When Izzie returned to her seat in the waiting room, she saw Milo walking toward the stairwell with an intimidating goliath of a man. “What’s J.T. Greer doing here?” she asked Jeremiah, who remained seated even though Milo said they had agreed to visit this place in shifts.
“His exact words, ‘In times of personal crisis, I like to focus on business. Let’s talk business. It won’t take long,’” Jeremiah relayed, leaning forward to prop his forearms on his thighs. “I was about to go, but I’m staying to find out what the hell he wants.”
“Still excited to be marrying into the Greer family?” she murmured discreetly.
“Ask Waverly if she’s excited to be marrying into the Tarantino family. Thing is, I don’t think of it that way. I’m marrying Waverly and only Waverly.”
Izzie smiled and she thought for a flicker of a second that he smiled back.
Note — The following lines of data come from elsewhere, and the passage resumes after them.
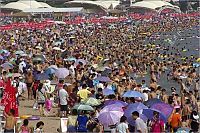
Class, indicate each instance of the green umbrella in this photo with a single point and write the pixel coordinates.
(83, 107)
(92, 101)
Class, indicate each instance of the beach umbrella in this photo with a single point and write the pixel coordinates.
(62, 73)
(19, 52)
(106, 72)
(70, 59)
(2, 83)
(92, 101)
(133, 94)
(84, 62)
(16, 75)
(50, 71)
(7, 66)
(149, 114)
(135, 107)
(41, 76)
(110, 115)
(116, 103)
(103, 79)
(38, 59)
(56, 48)
(1, 57)
(3, 51)
(166, 109)
(152, 101)
(83, 107)
(53, 66)
(107, 92)
(183, 130)
(39, 47)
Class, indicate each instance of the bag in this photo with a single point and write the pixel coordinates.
(35, 105)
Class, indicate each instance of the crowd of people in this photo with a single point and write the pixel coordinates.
(62, 66)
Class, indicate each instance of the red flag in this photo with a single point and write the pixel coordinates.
(9, 98)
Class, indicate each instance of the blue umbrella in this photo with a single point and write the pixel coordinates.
(103, 79)
(135, 107)
(50, 71)
(149, 114)
(132, 94)
(152, 101)
(42, 76)
(107, 92)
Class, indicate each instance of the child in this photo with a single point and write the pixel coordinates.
(24, 128)
(10, 121)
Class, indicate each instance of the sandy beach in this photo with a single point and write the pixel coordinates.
(51, 123)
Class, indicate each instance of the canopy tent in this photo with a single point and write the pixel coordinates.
(52, 10)
(24, 4)
(152, 5)
(93, 6)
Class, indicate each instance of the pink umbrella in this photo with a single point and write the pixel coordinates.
(16, 75)
(61, 73)
(110, 115)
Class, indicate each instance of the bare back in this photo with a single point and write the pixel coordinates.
(10, 122)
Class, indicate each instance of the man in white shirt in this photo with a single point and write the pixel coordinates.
(140, 126)
(63, 97)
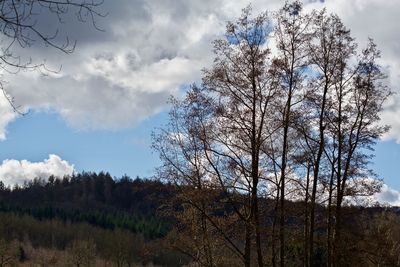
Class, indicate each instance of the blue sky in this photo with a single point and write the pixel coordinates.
(98, 112)
(125, 151)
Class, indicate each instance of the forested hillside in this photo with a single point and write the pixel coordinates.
(93, 217)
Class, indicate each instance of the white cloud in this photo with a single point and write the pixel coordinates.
(17, 172)
(150, 49)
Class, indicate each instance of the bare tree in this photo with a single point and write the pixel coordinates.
(21, 27)
(287, 125)
(229, 115)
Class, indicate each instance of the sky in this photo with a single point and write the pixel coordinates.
(98, 110)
True enough, in a Las Vegas minute Milo was heading back their way.
“What did J.T. want?” Jeremiah demanded without preamble.
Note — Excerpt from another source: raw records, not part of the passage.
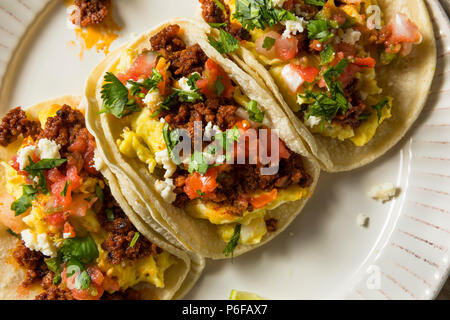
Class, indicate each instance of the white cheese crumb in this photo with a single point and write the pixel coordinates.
(351, 36)
(293, 27)
(49, 149)
(313, 121)
(383, 192)
(163, 158)
(39, 242)
(362, 220)
(24, 154)
(165, 189)
(278, 3)
(211, 131)
(153, 99)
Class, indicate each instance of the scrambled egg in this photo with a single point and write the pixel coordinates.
(253, 224)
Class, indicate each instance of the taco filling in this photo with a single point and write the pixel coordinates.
(176, 88)
(73, 236)
(323, 55)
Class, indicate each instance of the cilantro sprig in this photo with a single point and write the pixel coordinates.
(327, 105)
(115, 98)
(259, 14)
(255, 114)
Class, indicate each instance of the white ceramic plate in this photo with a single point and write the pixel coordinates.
(324, 254)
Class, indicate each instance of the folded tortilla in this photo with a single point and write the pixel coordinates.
(407, 81)
(178, 279)
(197, 235)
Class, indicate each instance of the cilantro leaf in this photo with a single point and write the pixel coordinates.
(83, 249)
(99, 193)
(379, 107)
(268, 43)
(22, 204)
(226, 42)
(115, 98)
(260, 14)
(318, 30)
(135, 239)
(192, 81)
(327, 55)
(232, 244)
(11, 232)
(66, 187)
(254, 113)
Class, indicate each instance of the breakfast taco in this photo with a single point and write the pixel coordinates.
(220, 195)
(354, 73)
(66, 231)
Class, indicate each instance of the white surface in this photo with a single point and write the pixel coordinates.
(323, 254)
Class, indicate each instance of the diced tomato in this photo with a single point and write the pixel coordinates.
(141, 67)
(69, 231)
(264, 199)
(56, 219)
(347, 50)
(307, 73)
(95, 290)
(268, 53)
(366, 63)
(284, 152)
(287, 48)
(207, 84)
(198, 185)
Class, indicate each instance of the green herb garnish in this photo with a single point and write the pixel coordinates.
(134, 240)
(226, 42)
(22, 204)
(260, 14)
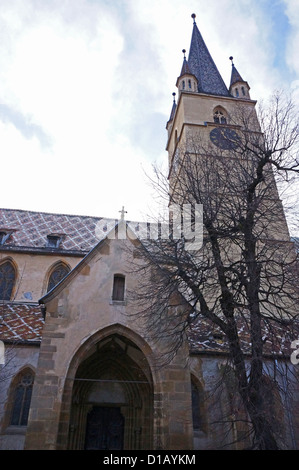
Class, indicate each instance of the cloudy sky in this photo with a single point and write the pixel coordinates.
(86, 90)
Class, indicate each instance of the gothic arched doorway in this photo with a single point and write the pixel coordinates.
(112, 398)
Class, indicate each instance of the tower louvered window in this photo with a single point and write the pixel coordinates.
(7, 280)
(22, 399)
(58, 273)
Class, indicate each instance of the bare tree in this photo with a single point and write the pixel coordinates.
(246, 271)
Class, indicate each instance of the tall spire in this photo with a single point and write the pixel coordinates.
(203, 67)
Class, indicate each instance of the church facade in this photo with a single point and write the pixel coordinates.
(80, 370)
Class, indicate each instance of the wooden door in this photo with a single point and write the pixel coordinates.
(105, 429)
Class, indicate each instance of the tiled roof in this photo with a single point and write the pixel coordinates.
(277, 337)
(30, 229)
(20, 322)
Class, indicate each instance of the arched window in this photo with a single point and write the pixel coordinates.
(118, 292)
(7, 280)
(21, 399)
(219, 116)
(57, 274)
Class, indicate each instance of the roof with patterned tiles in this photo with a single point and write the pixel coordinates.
(29, 229)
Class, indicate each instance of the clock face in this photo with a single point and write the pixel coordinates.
(225, 138)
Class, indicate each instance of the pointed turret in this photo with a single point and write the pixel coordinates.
(187, 81)
(238, 87)
(203, 67)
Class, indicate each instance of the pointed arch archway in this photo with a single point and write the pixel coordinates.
(108, 395)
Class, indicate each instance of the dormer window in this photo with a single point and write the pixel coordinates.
(219, 117)
(53, 241)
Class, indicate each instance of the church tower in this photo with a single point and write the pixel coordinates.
(204, 103)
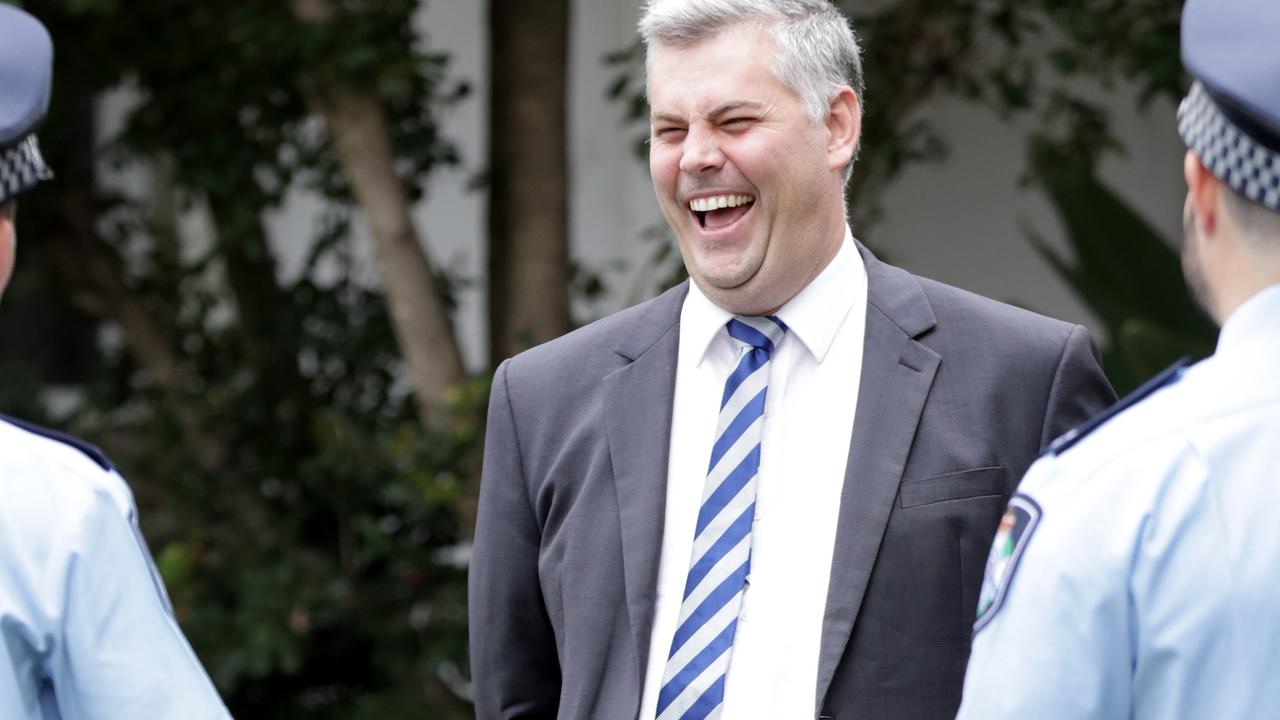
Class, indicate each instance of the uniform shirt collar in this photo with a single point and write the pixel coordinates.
(813, 315)
(1256, 319)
“To offer me a job. There’s a weakness in offensive coordinating. He wants a meeting at the stadium this week. I didn’t say yes or no.”
Izzie didn’t mind that his brother assailed him with hushed questions; she was speechless. J.T. Greer had offered a Tarantino a job within his franchise? Jeremiah had resigned from his athletic trainer position after his first camp under Greer leadership—but that pr
obably had everything to do with him screwing his colleague Waverly.
What kind of business strategy were the Greers trying to put into place?
Izzie didn’t ignore the thought that if Milo accepted the position, he’d be staying in Las Vegas. As for her, she couldn’t go home again, as her friend Toya had, but could she stay in this city where she had no chance of shaking off her past mistakes?
Could she really walk away from the man she loved if it meant escaping her old self?
***
Luca missed Anne. He missed the moments in which he could be certain she was near, could hear her voice and know that he was loved. The love of a patient and resilient woman who accepted support when she needed it was a miracle among life’s tragedies.
Yet, he didn’t miss the consequences of being visited by his wife. Today he’d seen his sons and though their heartbreak was still evident on their stoic faces, he was at peace beyond the deep throbbing pain of his wounds.
“One more visitor,” a guard told him when he started to push back from the table.
Settling back in the seat, he froze as J.T. Greer was escorted into the room. J.T., with his frost-blue eyes and hard, angry expression, was a giant in size and power, who could pulverize with his fists or with a business move—Luca had realized that. Still, he’d crafted lies against the man out of desperation.
Why weren’t the guards protecting him? Why had they allowed J.T. to enter this room, when the papers and internet detailed the bad blood between them? Why did everyone want to see him hurt, when losing his wife had hurt worse than any physical pain could?
“Guard, you want to escort him out?” Luca said when J.T. was next to the table. “Fuck, I need help. Guard!”
“Calm down, Luca Tarantino,” J.T. said in a dry Texas drawl, as if he had all of eternity to do what he’d come here to do. “I’m not here to harm you. You’re under protection.”
“I don’t trust you.”
“Wise man. You’re not totally gone up here.” J.T. tapped his temple. “I have something for you. It’s a privilege and I’ll be taking it back when I leave. We’re just going to have a conversation now.”